Like Buwalda, Muirhead is also presenting impressions of the Massasauga for her third year. She welcomes the opportunity to have two days to concentrate and soak up the atmosphere of the Massasauga: that sense of the “open”, the huge sky and far-off horizon where it meets the water, the mirage of far-off floating islands, the incredible rock formations on Wreck Island, and the sense of history.
“This year we saw the wreck of the Waubuno in the water off Wreck Island,” she says. “It was an eerie, haunting sight, that I’m sure will find its way into my work this year.”

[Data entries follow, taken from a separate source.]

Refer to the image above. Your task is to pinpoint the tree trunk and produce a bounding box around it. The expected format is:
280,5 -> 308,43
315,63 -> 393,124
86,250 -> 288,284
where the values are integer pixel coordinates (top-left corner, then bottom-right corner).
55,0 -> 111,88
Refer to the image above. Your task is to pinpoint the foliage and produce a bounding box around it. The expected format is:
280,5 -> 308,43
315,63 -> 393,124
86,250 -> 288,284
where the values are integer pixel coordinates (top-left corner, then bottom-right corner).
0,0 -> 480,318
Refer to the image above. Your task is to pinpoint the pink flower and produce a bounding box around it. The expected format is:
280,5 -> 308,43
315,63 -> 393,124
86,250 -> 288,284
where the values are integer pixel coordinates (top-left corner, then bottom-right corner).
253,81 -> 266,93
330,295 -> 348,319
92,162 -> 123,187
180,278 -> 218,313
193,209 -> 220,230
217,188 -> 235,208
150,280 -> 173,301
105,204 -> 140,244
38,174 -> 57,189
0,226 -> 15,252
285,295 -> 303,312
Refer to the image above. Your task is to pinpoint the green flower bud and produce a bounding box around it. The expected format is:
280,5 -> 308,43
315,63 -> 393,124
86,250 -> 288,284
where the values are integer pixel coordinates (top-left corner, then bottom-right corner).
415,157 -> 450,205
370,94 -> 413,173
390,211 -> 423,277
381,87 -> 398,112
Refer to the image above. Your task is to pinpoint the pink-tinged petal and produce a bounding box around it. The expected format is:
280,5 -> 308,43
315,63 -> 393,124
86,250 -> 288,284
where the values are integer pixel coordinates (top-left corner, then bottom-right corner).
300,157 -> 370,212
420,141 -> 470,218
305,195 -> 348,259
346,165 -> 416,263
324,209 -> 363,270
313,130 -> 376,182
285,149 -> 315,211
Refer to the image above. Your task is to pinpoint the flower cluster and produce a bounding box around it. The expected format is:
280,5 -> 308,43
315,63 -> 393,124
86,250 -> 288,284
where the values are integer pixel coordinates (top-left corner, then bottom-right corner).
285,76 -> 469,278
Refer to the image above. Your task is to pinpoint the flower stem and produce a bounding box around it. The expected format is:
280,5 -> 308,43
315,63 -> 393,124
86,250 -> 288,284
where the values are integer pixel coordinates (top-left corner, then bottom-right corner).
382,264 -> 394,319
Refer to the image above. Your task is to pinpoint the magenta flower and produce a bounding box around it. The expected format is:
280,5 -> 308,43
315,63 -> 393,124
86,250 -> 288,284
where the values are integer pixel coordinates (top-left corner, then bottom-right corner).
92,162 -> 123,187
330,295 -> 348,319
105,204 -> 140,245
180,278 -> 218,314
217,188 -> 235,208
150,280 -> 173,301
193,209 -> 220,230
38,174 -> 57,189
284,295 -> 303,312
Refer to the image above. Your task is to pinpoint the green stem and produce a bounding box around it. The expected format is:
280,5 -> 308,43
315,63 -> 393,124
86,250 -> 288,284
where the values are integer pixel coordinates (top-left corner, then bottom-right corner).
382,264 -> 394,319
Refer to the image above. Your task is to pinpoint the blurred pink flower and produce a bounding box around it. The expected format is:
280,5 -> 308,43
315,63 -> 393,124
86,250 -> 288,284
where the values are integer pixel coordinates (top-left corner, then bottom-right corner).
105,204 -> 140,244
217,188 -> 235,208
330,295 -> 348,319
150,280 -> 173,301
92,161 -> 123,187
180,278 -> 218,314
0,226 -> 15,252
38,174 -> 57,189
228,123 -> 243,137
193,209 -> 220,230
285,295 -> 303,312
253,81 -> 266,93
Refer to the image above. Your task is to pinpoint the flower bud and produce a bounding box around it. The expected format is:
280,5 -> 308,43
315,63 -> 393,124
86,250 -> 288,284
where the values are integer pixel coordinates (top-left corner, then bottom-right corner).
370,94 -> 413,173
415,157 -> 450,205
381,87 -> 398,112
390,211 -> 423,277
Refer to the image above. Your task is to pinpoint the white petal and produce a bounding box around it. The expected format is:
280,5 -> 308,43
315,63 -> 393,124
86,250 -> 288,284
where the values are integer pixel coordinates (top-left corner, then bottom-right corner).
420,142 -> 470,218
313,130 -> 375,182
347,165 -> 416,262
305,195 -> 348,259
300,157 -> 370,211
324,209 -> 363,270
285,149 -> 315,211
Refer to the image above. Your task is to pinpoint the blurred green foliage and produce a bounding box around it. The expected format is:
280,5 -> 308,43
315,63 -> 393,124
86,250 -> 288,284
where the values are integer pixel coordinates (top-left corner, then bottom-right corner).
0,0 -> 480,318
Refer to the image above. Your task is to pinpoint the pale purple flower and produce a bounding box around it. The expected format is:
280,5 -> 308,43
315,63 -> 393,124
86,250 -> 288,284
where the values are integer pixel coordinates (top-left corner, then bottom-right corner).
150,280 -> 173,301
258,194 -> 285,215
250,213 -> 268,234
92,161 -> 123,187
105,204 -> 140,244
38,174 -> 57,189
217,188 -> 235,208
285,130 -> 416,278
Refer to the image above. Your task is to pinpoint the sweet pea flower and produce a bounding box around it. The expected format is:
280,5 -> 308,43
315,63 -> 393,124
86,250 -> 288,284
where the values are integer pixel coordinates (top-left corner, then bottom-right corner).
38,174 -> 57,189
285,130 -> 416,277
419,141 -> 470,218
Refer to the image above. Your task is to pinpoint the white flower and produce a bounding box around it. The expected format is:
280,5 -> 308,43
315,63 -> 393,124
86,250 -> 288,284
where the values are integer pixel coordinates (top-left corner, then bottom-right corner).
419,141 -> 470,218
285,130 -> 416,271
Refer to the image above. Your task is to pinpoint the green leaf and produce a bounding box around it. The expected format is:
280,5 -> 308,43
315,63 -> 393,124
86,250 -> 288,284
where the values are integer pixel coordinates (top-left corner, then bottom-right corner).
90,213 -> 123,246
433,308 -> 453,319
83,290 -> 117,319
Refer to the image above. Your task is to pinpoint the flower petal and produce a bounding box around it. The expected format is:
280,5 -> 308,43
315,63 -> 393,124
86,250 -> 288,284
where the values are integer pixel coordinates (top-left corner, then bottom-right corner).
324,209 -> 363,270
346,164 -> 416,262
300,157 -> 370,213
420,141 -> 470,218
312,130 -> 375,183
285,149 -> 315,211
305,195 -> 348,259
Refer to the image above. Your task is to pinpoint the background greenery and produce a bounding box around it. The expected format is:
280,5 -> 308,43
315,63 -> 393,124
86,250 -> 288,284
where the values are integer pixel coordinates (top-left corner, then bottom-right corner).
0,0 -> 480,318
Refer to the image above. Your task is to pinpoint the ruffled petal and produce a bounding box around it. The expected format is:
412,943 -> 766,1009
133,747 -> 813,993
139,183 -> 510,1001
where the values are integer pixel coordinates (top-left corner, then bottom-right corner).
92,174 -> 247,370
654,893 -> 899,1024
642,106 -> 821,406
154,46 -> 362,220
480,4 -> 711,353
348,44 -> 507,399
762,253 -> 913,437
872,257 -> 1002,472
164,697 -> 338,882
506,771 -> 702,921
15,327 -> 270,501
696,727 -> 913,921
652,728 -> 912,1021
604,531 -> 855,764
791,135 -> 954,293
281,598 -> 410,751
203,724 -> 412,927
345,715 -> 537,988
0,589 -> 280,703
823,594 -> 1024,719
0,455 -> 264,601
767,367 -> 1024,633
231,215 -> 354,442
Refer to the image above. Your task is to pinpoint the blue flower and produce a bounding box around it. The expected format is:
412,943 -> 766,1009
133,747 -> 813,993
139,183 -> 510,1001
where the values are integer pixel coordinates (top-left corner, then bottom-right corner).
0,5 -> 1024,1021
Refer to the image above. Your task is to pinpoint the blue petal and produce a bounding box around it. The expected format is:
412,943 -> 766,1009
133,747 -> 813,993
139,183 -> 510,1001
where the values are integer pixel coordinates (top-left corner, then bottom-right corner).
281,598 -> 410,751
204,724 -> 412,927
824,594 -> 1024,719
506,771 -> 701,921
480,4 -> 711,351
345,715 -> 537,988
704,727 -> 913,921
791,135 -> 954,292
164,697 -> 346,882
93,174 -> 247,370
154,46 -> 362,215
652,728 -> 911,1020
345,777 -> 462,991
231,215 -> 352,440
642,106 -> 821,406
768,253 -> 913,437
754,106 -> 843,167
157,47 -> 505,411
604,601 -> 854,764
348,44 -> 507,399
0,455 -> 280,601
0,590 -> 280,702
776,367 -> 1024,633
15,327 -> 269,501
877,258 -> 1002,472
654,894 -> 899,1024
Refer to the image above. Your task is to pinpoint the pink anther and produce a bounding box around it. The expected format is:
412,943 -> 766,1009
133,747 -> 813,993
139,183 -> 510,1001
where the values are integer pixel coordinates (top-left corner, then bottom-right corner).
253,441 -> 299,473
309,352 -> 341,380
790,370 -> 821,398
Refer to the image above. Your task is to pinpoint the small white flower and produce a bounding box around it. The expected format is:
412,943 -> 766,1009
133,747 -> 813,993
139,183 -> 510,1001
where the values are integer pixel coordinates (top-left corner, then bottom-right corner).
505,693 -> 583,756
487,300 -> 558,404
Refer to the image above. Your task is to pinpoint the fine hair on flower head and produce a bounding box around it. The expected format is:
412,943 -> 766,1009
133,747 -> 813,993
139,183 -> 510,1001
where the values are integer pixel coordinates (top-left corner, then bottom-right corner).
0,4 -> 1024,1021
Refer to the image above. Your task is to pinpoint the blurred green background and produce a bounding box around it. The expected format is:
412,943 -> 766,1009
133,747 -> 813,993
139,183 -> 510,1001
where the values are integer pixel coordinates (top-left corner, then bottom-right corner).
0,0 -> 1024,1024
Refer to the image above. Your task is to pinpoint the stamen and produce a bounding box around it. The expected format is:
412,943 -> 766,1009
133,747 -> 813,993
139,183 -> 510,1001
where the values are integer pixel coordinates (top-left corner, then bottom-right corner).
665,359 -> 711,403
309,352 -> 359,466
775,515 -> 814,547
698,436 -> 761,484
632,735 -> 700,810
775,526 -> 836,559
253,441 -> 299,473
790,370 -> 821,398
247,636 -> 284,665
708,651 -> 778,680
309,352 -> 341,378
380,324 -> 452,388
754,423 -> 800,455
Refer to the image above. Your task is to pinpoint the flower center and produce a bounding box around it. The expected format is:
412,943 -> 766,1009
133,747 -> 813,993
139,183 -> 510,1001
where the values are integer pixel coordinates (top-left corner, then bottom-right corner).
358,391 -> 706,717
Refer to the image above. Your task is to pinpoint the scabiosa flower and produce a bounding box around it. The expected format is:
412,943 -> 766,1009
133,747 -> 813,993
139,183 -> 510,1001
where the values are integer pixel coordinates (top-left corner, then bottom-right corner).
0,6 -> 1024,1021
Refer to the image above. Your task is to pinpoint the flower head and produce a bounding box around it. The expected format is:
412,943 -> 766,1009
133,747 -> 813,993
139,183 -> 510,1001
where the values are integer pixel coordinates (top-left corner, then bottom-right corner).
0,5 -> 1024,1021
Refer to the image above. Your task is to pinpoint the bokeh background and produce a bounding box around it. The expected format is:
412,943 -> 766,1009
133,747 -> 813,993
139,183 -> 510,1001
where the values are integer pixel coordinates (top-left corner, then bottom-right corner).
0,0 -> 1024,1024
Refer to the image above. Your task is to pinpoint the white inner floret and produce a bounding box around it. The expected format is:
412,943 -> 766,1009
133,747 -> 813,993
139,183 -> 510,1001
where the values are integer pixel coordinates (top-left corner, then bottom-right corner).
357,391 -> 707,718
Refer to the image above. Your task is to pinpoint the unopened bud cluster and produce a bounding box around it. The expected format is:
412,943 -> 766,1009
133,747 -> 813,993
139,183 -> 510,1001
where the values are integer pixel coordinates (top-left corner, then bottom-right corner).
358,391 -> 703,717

The park trip stokes the artist’s creative fires. Frequently she reflects on the experience, plays with different ideas, reviews all the photographs and considers whether she will use paint or mixed media and collage. Then, as she feels the deadline looming, Muirhead begins working.
“Having the show to look forward to and prepare for, helps keep the creative inspiration alive,” she finds.
Park Superintendent Foley marvels at how each artist interprets the landscape of his workplace.
“They certainly see things in a different context than what we do,” he says. “They take a rock and turn it into art.”
Each summer, he looks forward to viewing new impressions of the Massasauga.
“It’s the completion of the process. They’ll be out there on a Saturday morning in the fall, sketching rocks and trees and water, and then nine months later, it’s an exhibition, actual pieces of artwork on the wall.”